Si le conducteur n’accepte pas ses torts, il plaide non-coupable de facto. Ce qui nécessitera l’ouverture d’un case file et des poursuites en Cour. Ce qui peut lui valoir une amende supérieure à celle de départ.
Le PPS fonctionne en conjonction avec le FPN de sorte que pour certaines infractions, des points de pénalités soient imputés en sus de l’amende. De même, refuser le FPN équivaut à risquer une plus lourde amende et un nombre de points plus élevés.
2) Pour les « serious offences », pas de FPN
L’infraction étant jugée « trop sérieuse », elle n’est pas concernée par le FPN et ne peut échapper au jugement du magistrat. Mais avec le PPS, dorénavant en sus de la peine, la cour doit également statuer sur le nombre de points à allouer.
Exemple (chiffre fictif) : avant le PPS, une « conduite dangereuse » pouvait valoir une peine d’amende Rs 10 000. Avec le PPS, le conducteur « dangereux » écope de Rs 10 000 mais également de 8-10 points de pénalité.
Discrétion
Différencier entre une conduite imprudente ou dangereuse, d’un simple excès de vitesse relèvera de l’appréciation du policier au moment des faits, puis de l’appréciation du magistrat selon notre interlocuteur.
Par exemple :
• Conducteur au volant d’un véhicule lancé à 250 km/h sur une autoroute déserte à 6 h du matin. Temps clément. Excellente visibilité.

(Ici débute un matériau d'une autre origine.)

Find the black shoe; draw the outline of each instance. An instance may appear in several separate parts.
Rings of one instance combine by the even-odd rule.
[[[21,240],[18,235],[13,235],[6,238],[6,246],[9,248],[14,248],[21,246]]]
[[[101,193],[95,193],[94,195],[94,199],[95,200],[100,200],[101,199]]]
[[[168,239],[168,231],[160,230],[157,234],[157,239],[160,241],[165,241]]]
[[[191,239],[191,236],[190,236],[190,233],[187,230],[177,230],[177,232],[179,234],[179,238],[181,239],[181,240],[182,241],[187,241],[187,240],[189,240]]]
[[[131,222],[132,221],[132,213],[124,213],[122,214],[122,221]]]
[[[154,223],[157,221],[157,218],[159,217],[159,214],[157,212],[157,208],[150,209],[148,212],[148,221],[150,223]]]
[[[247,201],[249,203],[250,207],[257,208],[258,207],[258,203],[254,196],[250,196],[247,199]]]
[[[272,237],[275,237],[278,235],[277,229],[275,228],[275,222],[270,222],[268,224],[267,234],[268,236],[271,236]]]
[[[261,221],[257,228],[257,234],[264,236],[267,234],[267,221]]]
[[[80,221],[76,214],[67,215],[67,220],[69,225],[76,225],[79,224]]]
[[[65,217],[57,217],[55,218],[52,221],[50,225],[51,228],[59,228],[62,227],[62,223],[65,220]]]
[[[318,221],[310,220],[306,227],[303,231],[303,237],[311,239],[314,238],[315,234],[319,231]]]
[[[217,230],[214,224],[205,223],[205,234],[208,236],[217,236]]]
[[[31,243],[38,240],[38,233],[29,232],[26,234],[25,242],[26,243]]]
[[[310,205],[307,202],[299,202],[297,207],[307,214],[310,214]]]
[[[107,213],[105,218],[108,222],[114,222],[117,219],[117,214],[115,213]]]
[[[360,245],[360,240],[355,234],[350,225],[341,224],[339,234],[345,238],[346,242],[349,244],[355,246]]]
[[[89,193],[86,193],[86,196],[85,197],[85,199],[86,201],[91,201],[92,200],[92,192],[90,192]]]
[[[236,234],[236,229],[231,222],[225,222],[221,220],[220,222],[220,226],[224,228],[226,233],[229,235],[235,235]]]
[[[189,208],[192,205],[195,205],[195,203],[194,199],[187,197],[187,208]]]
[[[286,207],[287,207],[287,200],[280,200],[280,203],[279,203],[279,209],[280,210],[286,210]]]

Le policier peut apprécier la situation de la manière suivante : ce conducteur est à plus de 100 km/h au-dessus de la limite de vitesse, il « conduit dangereusement ». Le conducteur est poursuivi pour « conduite dangereuse ».
En cour, le conducteur peut très bien plaider non-coupable pour « conduite dangereuse » mais plaider coupable pour « conduite imprudente » ou « excès de vitesse ». Il reviendra au magistrat de discerner.

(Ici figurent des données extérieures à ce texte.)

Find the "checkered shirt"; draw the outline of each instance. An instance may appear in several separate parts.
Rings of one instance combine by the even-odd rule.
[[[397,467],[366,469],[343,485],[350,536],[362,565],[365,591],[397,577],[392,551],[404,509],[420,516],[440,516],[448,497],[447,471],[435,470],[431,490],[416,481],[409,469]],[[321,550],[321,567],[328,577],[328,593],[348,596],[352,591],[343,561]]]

Dans ce cas précis : l’environnement immédiat ne présentant aucun danger, aucun problème de visibilité, le magistrat pourrait statuer qu’il ne s’agit plus d’une « conduite imprudente » ou d’un « excès de vitesse ».
• Le même conducteur à 20 km/h au-dessus d’une limite de vitesse, par un jour de brouillard, vers 14 h 30, alors que les enfants sortent de l’école.
Le policier apprécie une « conduite dangereuse ». Cette fois, le discernement est différent car il y a danger immédiat.
Le chef d’accusation (the charge) sera : 1) « relative à l’offence elle-même », 2) « relative au contexte : environnement, climat, topologie des lieux » et 3) « relative au offender, si c’est un récidiviste ou pas ».
Autre exemple cité par l’homme de loi. « Quelques années de cela, un conducteur a écopé de la peine suivante pour conduite dangereuse, pour laquelle il avait plaidé coupable : Rs 30 000 d’amende, annulation de permis, disqualification de trois ans, 2 ans de prison. Pour un cas identique, un autre conducteur a plaidé non-coupable pour conduite imprudente et a été jugé coupable. La peine : Rs 30 000 d’amende, disqualification d’un an, annulation de permis, pas de peine de prison. C’est vraiment une question de discrétion. »
Selon notre juriste, « puisque le PPS évolue over and above the law, et si, par exemple, la loi prévoit déjà la prison, la sévérité peut être jugée excessive dans certains cas ».